Para responder a esta pregunta Carlos Fuentes recordó el proyecto de escribir un guión en coautoría con Gabriel García Márquez. Según Fuentes, cuando se reunía con García Márquez para adelantar el proyecto, podían tardarse horas en discusiones gramaticales que retrasaban considerablemente el desarrollo del guión, entiéndase, la cantidad de palabras escritas en el papel. Si no era porque el lunes Fuentes le recriminaba a Gabo el lugar correcto de una coma, era porque otro día el colombiano reprobaba un adjetivo sospechoso sugerido por Fuentes. Así, dice Fuentes, “decidimos que pese a que éramos amantes y grandes espectadores de cine, no éramos cineastas, sino escritores”. Si bien esto apenas y deja ver una posición al respecto de la relación en entredicho, la perspectiva de Fuentes, luego reconfirmada y llevada al extremo por González Iñárritu, tendería más a que entre cine y literatura hay menos en común de lo que podría pensarse. Quizás más que una relación de colaboración y crecimiento recíproco, podría tratarse, para él, de una relación de coincidencias pequeñas que no tienen demasiada importancia: La posibilidad de contar una historia, de narrar, de una u otra manera, pero más allá de eso, que de por sí es una labor que puede hacer también una tía chismosa en una reunión familiar o un testigo en una comisaría de policía, parecería no haber nada en común.

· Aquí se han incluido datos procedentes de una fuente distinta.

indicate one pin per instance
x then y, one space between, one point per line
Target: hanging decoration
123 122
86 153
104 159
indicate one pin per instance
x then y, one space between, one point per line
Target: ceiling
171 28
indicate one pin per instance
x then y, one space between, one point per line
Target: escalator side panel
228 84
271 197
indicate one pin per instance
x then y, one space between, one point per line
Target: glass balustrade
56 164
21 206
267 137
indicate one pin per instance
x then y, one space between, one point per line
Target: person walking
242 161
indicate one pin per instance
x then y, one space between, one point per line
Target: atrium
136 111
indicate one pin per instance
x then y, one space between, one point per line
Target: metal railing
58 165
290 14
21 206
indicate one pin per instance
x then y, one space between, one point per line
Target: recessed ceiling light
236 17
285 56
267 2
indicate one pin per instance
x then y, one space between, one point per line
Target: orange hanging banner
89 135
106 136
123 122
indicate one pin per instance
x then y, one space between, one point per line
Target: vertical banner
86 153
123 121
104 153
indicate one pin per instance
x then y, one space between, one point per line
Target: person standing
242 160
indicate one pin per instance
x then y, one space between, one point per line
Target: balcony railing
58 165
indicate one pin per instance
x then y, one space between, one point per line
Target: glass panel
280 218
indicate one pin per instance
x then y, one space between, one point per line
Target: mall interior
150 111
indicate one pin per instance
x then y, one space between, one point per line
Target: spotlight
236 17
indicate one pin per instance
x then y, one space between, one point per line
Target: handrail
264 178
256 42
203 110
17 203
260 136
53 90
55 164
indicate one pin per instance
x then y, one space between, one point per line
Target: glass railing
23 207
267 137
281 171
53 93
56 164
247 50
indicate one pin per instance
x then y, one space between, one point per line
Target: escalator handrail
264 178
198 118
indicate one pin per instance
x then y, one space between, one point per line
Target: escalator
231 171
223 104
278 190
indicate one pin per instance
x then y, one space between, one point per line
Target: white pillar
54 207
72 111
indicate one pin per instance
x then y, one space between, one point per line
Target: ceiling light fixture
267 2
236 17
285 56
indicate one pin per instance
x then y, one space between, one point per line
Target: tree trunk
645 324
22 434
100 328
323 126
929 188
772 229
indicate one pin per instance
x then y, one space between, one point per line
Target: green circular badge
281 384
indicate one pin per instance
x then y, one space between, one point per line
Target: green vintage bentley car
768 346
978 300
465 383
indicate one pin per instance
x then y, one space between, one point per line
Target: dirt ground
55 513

González Iñárritu defendió la idea de que entre el cine y la literatura no hay nada en común. A mi manera de ver, esta posición tiene consecuencias que, sospecho, ni siquiera el mismo González se atrevería a reconocer. Cuando menos tienen en común algo como la imagen (así sea mostrada directamente o sugerida indirectamente a la imaginación). Si un escritor decidiera escribir sobre alguien que sube unas escaleras, podría describir sus pensamientos, sus sentimientos, los olores que percibe, etcétera. El cineasta, en cambio, según González Iñárritu, cuando hace una escena del mismo evento sólo puede lograr mostrar a un tipo que sube unas escaleras. El guión está lejos de ser un texto literario. No hay para él ninguna relación entre la literatura y el cine. Si González subestima o no el poder de la imagen cinematográfica, por ejemplo, para transmitir un sentimiento del tipo que sube las escaleras, lo dejo a consideración del lector. Hasta ahí lo que mi deplorable memoria nos deja.